Design: OAuth Authentication#

Overview#

Purpose: Implement secure OAuth 2.0 authentication for MCP servers to access Microsoft services (Graph API, SharePoint, Exchange) on behalf of authenticated users using Azure AD On-Behalf-Of (OBO) flow.

Scope: - OAuth 2.0 authentication flow with Azure AD - Token exchange using On-Behalf-Of (OBO) pattern - Secure token storage with multiple backend options - Token lifecycle management (refresh, expiry) - Integration with Microsoft identity platform

Out of Scope: - Client-side authentication UI (handled by Azure AD) - Multi-tenant authentication (single tenant only) - Custom identity providers (Azure AD only)


Architecture#

┌──────────────┐     ┌─────────────────┐     ┌─────────────────┐
│   Client     │────▶│  MCP Server     │────▶│  Microsoft      │
│   (Claude)   │     │  (FastMCP)      │     │  Graph API      │
└──────────────┘     └─────────────────┘     └─────────────────┘
                             │                         ▲
                             │                         │
                             ▼                         │
                     ┌─────────────────┐               │
                     │  Azure AD       │───────────────┘
                     │  (OAuth Provider)│  (OBO Token Exchange)
                     └─────────────────┘
                     ┌─────────────────┐
                     │  Token Storage  │
                     │  (Memory/Disk/  │
                     │   DynamoDB)     │
                     └─────────────────┘

Authentication Flow:

  1. User initiates connection to MCP server endpoint
  2. Server redirects to Azure AD login page (login.microsoftonline.com)
  3. User authenticates with Novo Nordisk credentials + MFA
  4. Azure AD returns authorization code to MCP server
  5. Server exchanges code for user access token (audience: MCP server)
  6. Token stored in configured backend (memory/disk/DynamoDB)
  7. On API call, server performs OBO token exchange: user token → Graph API token
  8. Graph token used to call Microsoft API with user's delegated permissions
  9. Tokens auto-refresh when expired using refresh token

Components: - FastMCP Server - Python async HTTP server handling MCP protocol - AzureProvider - FastMCP's built-in Azure AD OAuth integration - OBOAuthenticator - Custom module for On-Behalf-Of token exchange (auth.py) - Token Storage Backend - Pluggable storage (memory/disk/DynamoDB) - GraphClient - HTTP client wrapper with automatic token exchange - Azure AD - Identity provider, OAuth authorization server


Tech Stack#

Backend: Python 3.11, FastMCP 3.0+, Starlette (ASGI)
HTTP Client: httpx (async)
OAuth Library: MSAL (Microsoft Authentication Library) 1.28+
Token Storage: py-key-value-aio (supports memory/disk/DynamoDB)
Infrastructure: AWS ECS Fargate, Application Load Balancer
Secret Management: AWS SSM Parameter Store (encrypted)
Deployment: Docker containers, GitHub Actions CI/CD


OAuth 2.0 Flow Implementation#

Authorization Code Flow#

Protocol: OAuth 2.0 Authorization Code Grant (RFC 6749)

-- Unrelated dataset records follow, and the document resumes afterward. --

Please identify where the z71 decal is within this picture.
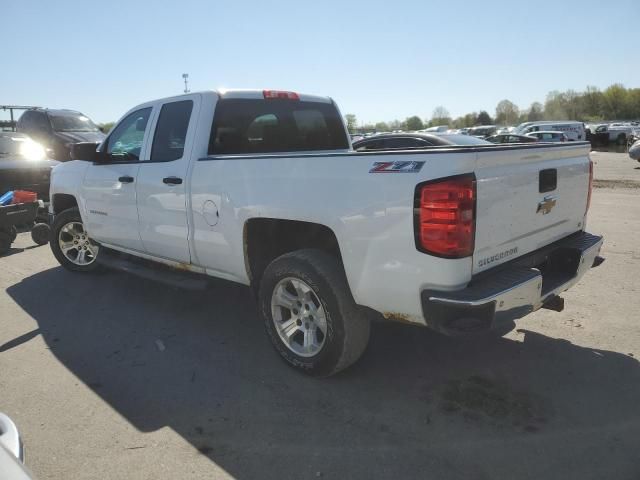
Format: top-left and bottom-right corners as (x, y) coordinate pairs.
(369, 161), (424, 173)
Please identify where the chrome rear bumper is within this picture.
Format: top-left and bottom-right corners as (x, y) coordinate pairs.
(422, 232), (603, 334)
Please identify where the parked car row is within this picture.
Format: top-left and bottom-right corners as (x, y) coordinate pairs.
(16, 108), (105, 162)
(587, 122), (640, 145)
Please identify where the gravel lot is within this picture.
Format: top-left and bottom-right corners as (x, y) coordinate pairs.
(0, 152), (640, 480)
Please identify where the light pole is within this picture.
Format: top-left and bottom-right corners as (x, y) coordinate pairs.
(182, 73), (189, 93)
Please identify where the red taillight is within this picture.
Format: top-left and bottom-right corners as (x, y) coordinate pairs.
(585, 160), (593, 213)
(262, 90), (300, 100)
(416, 175), (476, 258)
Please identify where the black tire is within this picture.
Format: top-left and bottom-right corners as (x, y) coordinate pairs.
(258, 249), (370, 377)
(0, 231), (13, 255)
(31, 223), (51, 245)
(49, 207), (101, 273)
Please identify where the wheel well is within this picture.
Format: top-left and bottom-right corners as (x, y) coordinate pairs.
(244, 218), (342, 287)
(52, 193), (78, 214)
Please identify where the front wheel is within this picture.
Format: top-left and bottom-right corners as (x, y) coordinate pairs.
(259, 249), (369, 377)
(49, 207), (100, 272)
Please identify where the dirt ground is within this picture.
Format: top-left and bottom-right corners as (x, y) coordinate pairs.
(0, 152), (640, 480)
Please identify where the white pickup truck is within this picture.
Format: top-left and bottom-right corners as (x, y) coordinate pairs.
(50, 90), (602, 376)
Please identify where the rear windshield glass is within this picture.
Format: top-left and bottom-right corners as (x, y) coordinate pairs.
(209, 99), (349, 154)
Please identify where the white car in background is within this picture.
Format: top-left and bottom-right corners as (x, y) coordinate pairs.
(513, 120), (587, 141)
(525, 131), (569, 142)
(419, 125), (449, 133)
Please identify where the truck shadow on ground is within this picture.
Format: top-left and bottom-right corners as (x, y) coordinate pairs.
(5, 268), (640, 480)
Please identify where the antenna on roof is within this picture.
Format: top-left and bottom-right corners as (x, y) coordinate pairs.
(182, 73), (189, 93)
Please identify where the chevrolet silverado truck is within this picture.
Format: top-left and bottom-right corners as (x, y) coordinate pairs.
(50, 90), (603, 376)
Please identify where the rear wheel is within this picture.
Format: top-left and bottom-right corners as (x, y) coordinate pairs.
(259, 249), (369, 376)
(49, 207), (100, 272)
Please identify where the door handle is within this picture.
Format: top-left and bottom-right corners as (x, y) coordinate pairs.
(162, 177), (182, 185)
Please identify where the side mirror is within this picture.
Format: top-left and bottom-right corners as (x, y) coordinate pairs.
(71, 142), (105, 163)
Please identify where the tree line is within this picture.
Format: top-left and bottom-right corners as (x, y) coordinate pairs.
(345, 83), (640, 133)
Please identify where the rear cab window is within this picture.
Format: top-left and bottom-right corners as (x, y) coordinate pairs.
(151, 100), (193, 162)
(209, 98), (349, 154)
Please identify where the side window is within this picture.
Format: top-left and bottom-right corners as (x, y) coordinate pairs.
(151, 100), (193, 162)
(356, 140), (383, 152)
(106, 107), (151, 162)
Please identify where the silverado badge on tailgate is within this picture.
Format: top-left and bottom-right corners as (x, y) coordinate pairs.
(536, 195), (556, 215)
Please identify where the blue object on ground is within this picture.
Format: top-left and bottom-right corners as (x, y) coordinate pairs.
(0, 190), (13, 207)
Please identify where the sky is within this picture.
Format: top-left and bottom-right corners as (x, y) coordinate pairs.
(0, 0), (640, 123)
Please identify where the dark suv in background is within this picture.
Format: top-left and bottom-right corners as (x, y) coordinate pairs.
(16, 108), (105, 162)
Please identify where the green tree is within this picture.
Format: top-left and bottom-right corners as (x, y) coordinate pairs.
(602, 83), (632, 120)
(582, 86), (604, 120)
(476, 110), (493, 125)
(405, 115), (424, 130)
(496, 99), (520, 125)
(429, 105), (451, 127)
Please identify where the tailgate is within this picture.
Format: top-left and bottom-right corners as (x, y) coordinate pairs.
(473, 142), (590, 273)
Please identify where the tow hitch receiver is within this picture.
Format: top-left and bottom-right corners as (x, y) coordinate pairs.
(542, 295), (564, 312)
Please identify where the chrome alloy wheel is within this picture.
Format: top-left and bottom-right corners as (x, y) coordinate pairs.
(58, 222), (98, 266)
(271, 277), (327, 357)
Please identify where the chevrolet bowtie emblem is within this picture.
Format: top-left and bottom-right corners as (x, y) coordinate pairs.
(536, 196), (556, 215)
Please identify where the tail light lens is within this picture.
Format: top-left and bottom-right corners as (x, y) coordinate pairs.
(415, 175), (476, 258)
(585, 160), (593, 213)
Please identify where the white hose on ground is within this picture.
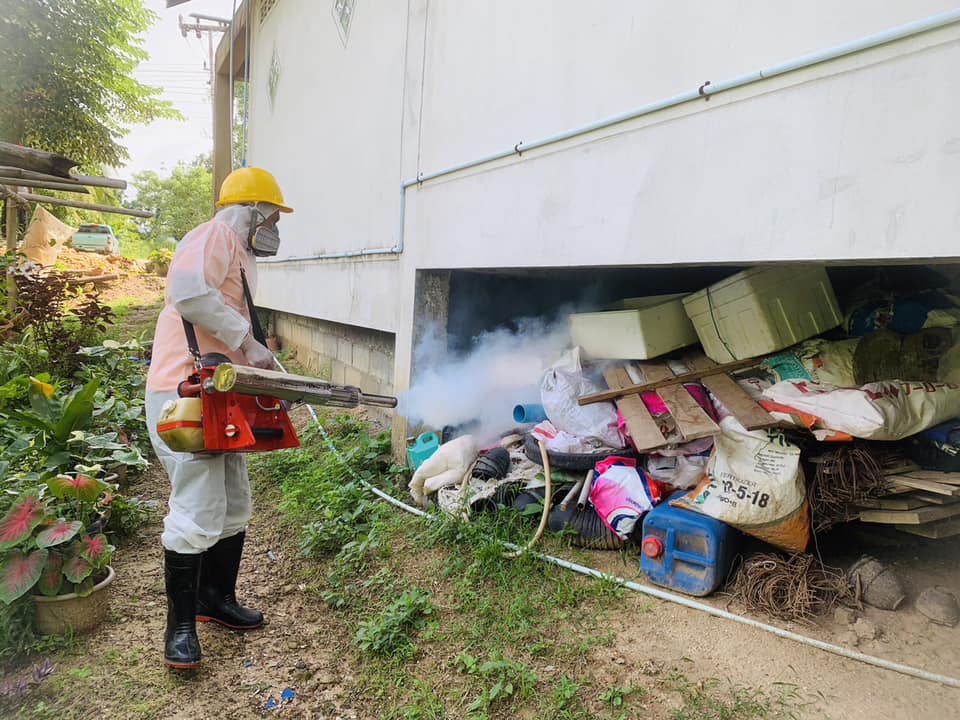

Note on PKCE: Public clients connecting to this MCP server (browsers, Claude Desktop, VS Code Copilot) use PKCE (RFC 7636) to secure their authorization code exchange — this is a client-side concern handled automatically by FastMCP's AzureProvider. This spec covers the server-side authorization code flow only: the MCP server is a confidential client with a client_secret, so PKCE is not required for the server → Azure AD leg.

Endpoints: - Authorization: https://login.microsoftonline.com/{tenant_id}/oauth2/v2.0/authorize - Token: https://login.microsoftonline.com/{tenant_id}/oauth2/v2.0/token

Required Parameters:

client_id:       Azure AD application ID for MCP server
client_secret:   Securely stored in AWS SSM Parameter Store
tenant_id:       Novo Nordisk Azure AD tenant
redirect_uri:    {mcp_base_url}/oauth/callback
scope:           api://{client_id}/access offline_access
response_type:   code

Implementation: Handled automatically by FastMCP's AzureProvider class in server.py.

On-Behalf-Of (OBO) Token Exchange#

Purpose: Exchange user's MCP access token for Microsoft Graph API token while preserving user identity and permissions.

Protocol: OAuth 2.0 On-Behalf-Of flow (Microsoft documentation)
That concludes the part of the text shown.